Congressman Jim Langevin: That’s a great question. The President went out of his way to make sure that we are going to respect privacy and civil liberty issues. Also, the 60 day review aggressively consulted the privacy and civil liberties community. The President made it clear that we don’t want to intrude into or control the internet. We are not interested in, and the government shouldn’t be involved in, reading people’s private emails. We are going to make sure that we take steps to guard against these things. Protecting privacy and civil liberties in cyber space will be of paramount concern to the Administration and I’m pleased that they’ve outlined it that way. Certainly it will be of concern to Congress too. I plan to make sure that we are guarding privacy and civil liberties as well.
ExecutiveBiz: The State Department has a State sponsored terrorism list. Do you think Congress should pass a State sponsored cyber hacker or cyber terrorism list comparable to what the State Department has?
Congressman Jim Langevin: Well that’s an interesting thought. I hadn’t heard that brought up yet but it’s something that perhaps we should look at. Certainly the hackers are pretty well known in the Intel world and I’m sure that the NSA is involved in rooting out these people but perhaps it’s time to look at some kind of more well known list of cyber hackers to be widely distributed.

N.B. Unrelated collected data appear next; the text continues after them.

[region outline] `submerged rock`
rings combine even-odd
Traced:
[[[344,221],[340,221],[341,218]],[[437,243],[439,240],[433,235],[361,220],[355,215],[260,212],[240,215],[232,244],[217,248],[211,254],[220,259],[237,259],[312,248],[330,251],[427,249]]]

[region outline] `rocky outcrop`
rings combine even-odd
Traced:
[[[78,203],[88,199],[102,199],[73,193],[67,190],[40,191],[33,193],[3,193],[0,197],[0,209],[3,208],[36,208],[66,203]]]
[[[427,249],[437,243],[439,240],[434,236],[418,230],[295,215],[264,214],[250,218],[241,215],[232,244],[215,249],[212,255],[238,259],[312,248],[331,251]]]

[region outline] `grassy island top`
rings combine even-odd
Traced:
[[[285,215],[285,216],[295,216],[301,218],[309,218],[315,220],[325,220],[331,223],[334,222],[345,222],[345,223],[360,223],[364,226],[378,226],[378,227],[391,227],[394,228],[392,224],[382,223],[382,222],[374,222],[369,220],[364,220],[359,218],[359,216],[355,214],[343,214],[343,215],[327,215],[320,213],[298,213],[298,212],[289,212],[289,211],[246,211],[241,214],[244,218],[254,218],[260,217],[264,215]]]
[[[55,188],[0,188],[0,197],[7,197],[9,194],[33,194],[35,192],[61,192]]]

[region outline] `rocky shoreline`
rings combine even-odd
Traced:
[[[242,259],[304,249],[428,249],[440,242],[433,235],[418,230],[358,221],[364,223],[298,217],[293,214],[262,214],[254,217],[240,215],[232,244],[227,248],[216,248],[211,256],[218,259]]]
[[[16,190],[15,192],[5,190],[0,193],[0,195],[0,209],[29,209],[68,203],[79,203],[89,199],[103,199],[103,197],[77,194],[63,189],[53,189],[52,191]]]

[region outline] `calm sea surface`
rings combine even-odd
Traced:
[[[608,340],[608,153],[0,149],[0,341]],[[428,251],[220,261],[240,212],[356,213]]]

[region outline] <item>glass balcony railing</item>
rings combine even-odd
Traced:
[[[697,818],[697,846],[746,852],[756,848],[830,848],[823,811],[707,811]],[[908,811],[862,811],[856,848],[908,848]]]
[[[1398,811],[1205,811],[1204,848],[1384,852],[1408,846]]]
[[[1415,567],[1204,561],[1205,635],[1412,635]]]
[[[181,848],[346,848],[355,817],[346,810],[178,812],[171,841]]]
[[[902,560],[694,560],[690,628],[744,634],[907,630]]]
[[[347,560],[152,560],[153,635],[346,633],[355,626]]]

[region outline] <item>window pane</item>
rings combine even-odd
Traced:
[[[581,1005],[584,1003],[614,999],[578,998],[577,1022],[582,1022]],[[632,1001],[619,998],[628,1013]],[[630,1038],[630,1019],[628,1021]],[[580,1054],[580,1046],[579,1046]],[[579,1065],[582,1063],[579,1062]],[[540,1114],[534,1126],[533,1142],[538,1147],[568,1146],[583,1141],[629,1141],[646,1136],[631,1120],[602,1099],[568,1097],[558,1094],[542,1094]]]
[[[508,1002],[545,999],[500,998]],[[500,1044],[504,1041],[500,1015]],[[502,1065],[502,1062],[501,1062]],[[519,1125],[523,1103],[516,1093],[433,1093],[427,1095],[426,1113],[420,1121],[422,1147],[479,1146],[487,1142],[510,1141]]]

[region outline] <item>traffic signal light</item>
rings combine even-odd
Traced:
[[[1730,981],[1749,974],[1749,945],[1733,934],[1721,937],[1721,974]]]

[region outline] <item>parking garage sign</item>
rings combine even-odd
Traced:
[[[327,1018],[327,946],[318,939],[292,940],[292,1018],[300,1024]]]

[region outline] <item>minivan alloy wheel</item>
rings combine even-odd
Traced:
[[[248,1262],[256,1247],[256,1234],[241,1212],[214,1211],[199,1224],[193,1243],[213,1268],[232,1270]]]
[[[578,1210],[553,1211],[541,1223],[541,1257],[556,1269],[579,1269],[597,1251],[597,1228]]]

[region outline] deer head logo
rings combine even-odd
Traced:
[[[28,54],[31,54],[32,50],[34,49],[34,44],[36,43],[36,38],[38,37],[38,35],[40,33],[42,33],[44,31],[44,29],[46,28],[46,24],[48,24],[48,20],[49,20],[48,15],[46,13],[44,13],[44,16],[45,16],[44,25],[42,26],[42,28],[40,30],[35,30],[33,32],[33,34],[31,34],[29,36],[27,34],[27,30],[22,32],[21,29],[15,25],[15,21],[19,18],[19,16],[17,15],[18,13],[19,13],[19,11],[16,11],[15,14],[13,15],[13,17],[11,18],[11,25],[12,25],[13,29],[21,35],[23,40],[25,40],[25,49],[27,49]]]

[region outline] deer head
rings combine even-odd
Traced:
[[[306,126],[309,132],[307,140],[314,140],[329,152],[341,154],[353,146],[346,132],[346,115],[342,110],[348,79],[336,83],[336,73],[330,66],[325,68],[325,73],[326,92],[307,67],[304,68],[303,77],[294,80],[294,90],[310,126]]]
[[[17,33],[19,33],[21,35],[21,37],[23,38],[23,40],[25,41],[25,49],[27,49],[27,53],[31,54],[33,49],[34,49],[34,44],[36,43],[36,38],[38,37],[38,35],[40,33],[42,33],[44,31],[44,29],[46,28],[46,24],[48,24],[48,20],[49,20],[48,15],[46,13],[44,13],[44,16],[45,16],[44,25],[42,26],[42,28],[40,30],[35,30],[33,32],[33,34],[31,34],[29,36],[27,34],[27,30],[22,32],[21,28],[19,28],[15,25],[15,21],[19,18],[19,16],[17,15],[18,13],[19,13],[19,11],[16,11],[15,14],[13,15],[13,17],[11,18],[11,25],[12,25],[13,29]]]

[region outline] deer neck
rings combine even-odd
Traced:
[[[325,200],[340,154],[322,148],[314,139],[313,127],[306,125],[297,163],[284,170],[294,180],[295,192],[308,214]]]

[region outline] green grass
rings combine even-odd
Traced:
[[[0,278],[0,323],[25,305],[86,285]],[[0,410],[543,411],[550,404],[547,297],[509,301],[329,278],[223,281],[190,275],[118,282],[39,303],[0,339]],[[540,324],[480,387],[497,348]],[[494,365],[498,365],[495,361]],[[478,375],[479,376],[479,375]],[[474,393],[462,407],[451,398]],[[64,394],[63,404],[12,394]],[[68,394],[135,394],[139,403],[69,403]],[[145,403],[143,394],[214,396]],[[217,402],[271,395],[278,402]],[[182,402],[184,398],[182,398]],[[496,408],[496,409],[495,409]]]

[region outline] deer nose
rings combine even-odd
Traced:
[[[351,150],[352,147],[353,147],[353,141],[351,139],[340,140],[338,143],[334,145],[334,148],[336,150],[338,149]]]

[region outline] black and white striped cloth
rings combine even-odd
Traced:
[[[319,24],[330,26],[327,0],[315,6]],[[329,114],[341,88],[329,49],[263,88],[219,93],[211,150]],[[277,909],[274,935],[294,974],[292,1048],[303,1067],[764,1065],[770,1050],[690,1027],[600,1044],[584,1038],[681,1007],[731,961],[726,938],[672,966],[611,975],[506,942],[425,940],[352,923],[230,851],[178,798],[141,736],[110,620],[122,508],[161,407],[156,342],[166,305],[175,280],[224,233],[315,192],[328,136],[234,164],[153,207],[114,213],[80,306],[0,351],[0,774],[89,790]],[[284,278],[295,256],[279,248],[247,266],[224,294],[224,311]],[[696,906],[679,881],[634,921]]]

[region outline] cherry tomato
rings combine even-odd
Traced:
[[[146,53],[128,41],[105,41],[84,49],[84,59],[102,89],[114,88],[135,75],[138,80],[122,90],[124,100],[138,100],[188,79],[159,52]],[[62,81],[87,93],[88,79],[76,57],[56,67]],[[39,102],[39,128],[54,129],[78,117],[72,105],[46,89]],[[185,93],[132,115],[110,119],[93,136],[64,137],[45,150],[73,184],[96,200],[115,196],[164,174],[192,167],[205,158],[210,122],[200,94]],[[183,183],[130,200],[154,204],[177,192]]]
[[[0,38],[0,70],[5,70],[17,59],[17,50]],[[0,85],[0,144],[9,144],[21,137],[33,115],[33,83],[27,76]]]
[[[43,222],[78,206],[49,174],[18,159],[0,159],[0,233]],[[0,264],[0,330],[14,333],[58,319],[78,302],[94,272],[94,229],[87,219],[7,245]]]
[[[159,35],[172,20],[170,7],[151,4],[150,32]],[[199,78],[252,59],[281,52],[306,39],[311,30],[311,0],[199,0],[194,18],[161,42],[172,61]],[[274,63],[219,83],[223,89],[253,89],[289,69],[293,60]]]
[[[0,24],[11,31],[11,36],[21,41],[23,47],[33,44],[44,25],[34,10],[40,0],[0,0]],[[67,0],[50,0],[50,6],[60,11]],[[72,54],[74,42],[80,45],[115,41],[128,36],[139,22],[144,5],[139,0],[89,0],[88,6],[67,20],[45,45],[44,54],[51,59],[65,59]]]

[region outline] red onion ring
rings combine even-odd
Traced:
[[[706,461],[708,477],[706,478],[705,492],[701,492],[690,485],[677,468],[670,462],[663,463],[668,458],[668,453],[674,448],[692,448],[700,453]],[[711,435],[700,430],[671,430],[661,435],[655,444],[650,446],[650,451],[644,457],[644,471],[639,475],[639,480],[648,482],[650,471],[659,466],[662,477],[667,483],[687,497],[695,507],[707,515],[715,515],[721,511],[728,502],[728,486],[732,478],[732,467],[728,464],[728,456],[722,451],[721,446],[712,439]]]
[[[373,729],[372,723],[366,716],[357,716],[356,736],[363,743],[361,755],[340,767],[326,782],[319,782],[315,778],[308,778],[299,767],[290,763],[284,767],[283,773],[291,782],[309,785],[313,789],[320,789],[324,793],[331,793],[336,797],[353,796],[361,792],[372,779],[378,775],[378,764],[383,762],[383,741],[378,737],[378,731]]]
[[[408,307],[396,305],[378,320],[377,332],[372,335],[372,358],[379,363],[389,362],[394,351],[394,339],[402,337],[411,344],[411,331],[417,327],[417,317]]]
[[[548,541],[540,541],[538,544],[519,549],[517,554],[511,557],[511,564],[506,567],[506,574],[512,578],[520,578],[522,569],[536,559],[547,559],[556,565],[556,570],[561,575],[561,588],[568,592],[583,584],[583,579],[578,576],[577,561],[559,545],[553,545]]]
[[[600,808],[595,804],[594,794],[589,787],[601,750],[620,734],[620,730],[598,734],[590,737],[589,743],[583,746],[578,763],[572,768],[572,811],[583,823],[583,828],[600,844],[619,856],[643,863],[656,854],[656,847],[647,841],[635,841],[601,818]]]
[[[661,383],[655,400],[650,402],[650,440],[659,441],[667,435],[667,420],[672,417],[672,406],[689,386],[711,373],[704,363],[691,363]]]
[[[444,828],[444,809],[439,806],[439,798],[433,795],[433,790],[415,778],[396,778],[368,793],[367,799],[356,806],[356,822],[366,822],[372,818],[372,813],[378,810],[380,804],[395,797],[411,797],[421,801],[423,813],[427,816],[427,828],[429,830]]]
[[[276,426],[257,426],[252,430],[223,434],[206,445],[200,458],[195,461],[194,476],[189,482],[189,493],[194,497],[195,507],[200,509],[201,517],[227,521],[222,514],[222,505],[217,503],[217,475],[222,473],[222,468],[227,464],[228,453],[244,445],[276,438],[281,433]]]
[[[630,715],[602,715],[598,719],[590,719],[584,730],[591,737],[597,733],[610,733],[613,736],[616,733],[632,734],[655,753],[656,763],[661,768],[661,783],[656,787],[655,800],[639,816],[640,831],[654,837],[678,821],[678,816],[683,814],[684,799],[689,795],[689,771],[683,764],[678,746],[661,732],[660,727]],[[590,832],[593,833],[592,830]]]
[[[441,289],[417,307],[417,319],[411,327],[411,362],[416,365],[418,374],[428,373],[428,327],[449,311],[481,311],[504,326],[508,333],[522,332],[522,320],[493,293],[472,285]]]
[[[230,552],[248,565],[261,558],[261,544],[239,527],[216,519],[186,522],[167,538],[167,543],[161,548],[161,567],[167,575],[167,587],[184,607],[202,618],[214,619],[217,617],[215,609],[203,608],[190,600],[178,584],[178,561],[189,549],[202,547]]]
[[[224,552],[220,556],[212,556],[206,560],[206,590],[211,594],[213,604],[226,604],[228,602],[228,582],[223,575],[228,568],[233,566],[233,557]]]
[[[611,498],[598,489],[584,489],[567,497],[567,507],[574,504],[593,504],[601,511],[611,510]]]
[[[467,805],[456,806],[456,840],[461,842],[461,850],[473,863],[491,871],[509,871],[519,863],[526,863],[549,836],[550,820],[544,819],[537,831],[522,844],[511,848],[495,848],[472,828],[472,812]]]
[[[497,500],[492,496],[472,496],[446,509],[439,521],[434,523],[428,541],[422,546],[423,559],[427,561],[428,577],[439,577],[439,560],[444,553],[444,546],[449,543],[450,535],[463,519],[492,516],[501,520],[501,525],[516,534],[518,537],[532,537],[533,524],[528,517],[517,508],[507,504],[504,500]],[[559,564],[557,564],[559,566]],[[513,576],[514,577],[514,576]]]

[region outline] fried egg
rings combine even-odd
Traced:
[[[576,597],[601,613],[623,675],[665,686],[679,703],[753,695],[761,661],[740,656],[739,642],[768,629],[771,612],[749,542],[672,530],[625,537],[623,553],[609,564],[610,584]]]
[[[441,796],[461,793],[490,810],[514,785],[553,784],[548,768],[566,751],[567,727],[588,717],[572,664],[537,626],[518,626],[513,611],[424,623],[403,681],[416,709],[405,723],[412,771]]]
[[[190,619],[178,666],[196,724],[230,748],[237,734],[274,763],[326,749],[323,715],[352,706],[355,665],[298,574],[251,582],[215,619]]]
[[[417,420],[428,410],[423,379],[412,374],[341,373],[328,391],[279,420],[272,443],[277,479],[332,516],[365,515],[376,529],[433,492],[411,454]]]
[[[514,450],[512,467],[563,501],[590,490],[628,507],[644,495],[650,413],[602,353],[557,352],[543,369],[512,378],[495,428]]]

ExecutiveBiz: Is there any law that Congress needs to pass from a statutory perspective to help the President in terms of executing his cyber security strategy?
Congressman Jim Langevin: Well I’m certainly considering legislation right now to codify what the President has introduced in his cyber policy review. I know there is Legislation pending in the Senate right now on the issue of cyber security. I think that whether it’s nation states, or rogue individuals or terrorist groups, they seem to be winning right now because of the amount of cyber penetrations we’ve experienced and the amount of data that has been exfiltrated, so this will be an ongoing multiyear, multibillion dollar effort that we are going to have to continue to be involved with nonstop.
ExecutiveBiz: Will Congress need to update FISMA to help deal with the cyber security challenge?
Congressman Jim Langevin: Well it’s important that we update our laws. FISMA was an important first step in securing our federal networks but that law is outdated and it needs to be reviewed. I know there is a review going on right now and we hope to have the proper updates in place so that Congress can address it and work on getting it passed.
ExecutiveBiz: What is something most people don’t know about cyber security in relation to what Congress is doing?
Congressman Jim Langevin: First of all we are involved in funding cyber security efforts on a pretty broad level right now but we need more Congressional oversight on the issue of cyber security and making sure that the Administration is getting this right. We are working with them in partnership to make sure that our cyber networks are secure. The Congress takes that very seriously, I take it very seriously and I’m going to continue to play a strong leadership role in making sure that we’re getting cyber security right by using the proper resources both now and in the future, including developing cyber expertise both in people and in our R&D efforts.